I don't think an arbitrarily larger amount of time or money behind it would have permitted a better implementation, short of a ZFS2 and an in-place migration tool.

2 comments

Dedup was rushed. This is supported by the original authors. I believe it was discussed in detail in a presentation by Matthew Ahrens. If I could remember the specific source I would link it, but it did not get the same level of testing and care as other features.
Dedup can be done right if the system has enough ram.
I don't know much about ZFS' deduplication, just heard that it requires a lot of memory, in a "hard minimum amount" way, to do it. This suggests, to me, that at least one design element of their deduplication engine is poor.

Efficient deduplication is design-wise a rather difficult problem with many trade-offs and issues which can blow your lower torso clean off when done wrong.

I don't think there is a system (beyond sheer coincidence, which seems rather unlikely given the complexity of the problem space) that can support good deduplication in an "added on later" way.

E.g. ext4 and btrfs have extent sharing which does work, but is completely inefficient (time).
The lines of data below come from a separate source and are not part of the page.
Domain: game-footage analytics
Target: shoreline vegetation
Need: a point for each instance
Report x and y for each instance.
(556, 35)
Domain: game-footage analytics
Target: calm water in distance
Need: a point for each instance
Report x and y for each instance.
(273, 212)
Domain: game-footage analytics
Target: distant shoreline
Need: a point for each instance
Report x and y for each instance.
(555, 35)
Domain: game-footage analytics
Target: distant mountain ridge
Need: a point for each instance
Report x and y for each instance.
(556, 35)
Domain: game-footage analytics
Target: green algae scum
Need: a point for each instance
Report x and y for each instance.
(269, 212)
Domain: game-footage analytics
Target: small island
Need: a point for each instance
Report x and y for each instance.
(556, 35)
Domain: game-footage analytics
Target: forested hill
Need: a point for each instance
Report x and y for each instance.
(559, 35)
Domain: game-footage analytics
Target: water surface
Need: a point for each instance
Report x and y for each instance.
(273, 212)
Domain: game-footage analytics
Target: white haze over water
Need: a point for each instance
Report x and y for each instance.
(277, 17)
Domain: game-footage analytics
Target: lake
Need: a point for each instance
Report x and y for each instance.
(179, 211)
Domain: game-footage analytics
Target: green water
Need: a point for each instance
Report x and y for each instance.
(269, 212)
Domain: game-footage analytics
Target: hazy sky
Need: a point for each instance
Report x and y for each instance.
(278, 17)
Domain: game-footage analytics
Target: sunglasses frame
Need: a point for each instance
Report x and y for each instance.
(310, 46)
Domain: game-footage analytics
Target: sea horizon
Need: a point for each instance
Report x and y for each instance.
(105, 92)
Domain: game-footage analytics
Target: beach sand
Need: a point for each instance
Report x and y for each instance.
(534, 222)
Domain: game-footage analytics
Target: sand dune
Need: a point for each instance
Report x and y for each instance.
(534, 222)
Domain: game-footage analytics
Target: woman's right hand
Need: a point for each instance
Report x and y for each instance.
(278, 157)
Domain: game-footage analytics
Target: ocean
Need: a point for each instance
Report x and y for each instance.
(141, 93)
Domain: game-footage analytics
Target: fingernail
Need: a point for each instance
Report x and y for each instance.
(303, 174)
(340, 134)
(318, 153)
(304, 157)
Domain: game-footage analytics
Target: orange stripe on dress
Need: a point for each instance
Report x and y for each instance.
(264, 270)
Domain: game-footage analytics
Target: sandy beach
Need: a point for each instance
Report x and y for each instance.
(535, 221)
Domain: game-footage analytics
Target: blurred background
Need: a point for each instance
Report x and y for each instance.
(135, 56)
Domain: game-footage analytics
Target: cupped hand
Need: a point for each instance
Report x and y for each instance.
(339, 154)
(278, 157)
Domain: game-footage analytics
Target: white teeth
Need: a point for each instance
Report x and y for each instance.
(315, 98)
ZFS seems to be inefficient as well (space).

I'm off the cuff not aware of an open source deduplicating file system that does not have these issue. There are the deduplicating archivers (borg, restic, some others), but these are neither meant nor want to be general-purpose filesystems (although borg offers a ro FUSE FS with satisfactory performance).

Dragonflybsd's HAMMER filesystem seems to fit the bill nicely. There's even an option to limit the maximum amount of memory used for deduplication. Look up memlimit in the manual page: https://leaf.dragonflybsd.org/cgi/web-man?command=hammer&sec...
The Dedup heuristic I've heard is 2-3GB of ram per TB of raw storage.